The National Pork Producers Council (NPPC) has a message for Congress: refuse Japan’s offer in Trans-Pacific Partnership (TPP) negotiations, which seeks to protect key agricultural products from free trade.
“Japan continues to demand special treatment for many agricultural products, including pork. If this happens, U.S. pork producers would lose billions of dollars in pork exports,” The NPPC said in a recent newsletter. “Given that negotiations may soon end, it is vitally important that pork producers speak up loudly now and let Congress know that Japan’s current offer is unacceptable, and pork producers will not support a final TPP agreement that does not eliminate all tariffs and other forms of protection on pork.”
The group urges producers to call or email politicians, asking their elected leaders to “seek clear and unequivocal assurances from U.S. trade negotiators that the TPP negotiations will not close unless the Japanese agree to eliminate all barriers on U.S. pork and pork products.”

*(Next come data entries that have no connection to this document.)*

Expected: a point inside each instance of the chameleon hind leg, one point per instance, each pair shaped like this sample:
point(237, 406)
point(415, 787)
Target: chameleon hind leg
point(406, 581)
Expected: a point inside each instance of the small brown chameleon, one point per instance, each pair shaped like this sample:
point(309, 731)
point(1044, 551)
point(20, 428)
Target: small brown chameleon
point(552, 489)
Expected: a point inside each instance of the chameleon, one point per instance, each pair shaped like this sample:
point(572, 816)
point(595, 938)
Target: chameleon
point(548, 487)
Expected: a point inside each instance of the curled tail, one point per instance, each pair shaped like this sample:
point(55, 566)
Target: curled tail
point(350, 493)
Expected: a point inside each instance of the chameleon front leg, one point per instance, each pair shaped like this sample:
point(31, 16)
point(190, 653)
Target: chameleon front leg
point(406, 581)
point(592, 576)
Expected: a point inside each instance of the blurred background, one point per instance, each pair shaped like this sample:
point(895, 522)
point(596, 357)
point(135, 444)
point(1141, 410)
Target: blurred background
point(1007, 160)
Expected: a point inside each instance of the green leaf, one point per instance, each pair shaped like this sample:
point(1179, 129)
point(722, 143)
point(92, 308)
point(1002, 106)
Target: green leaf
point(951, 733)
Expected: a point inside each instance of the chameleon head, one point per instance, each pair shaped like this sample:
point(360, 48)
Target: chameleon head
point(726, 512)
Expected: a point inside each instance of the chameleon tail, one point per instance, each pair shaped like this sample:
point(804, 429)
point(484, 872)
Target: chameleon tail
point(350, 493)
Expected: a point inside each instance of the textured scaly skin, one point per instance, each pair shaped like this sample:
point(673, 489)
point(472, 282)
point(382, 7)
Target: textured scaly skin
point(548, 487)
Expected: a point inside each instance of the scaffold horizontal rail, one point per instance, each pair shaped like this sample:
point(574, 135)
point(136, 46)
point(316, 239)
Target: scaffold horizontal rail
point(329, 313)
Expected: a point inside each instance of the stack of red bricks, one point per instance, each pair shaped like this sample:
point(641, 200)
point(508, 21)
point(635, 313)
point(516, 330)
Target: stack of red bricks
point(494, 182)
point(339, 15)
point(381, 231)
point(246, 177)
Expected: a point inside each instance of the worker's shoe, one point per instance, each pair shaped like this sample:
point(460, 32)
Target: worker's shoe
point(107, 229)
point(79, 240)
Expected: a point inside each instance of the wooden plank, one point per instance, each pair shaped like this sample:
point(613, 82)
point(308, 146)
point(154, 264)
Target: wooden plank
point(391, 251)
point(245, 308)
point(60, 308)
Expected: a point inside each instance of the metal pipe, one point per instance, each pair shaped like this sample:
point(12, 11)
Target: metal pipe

Japan is a key market of pork and other agricultural products. The U.S. exported 35,464 metric tons of pork to Japan in January, according to the U.S. Meat Export Federation.
According to Capital Press, the country has insisted it will not accept free trade for products it considers “sensitive,” which includes beef, pork, wheat, barley, rice, starch, dairy and sugar. Other groups, including the American Farm Bureau Federation and National Cattleman’s Beef Association, are also urging the Obama administration and trade negotiators to reject Japan’s offer.
“Never, ever, has the United States permitted a trading partner to shield so many tariff lines from going to zero,” Nick Giordano, vice president and counsel for international affairs for the National Pork Producers Council, said during a press teleconference. “The number of tariff lines Japan seeks to exempt from tariff elimination exceeds by almost three times the total number of tariff lines exempted in all 17 U.S. free trade agreements combined implemented in this century.”
However, Giordano doesn’t believe the issues are unbeatable.
“The cost of dropping out from TPP is too high for Japan,” Giordano said. “The people of Japan are ready for agriculture reform.”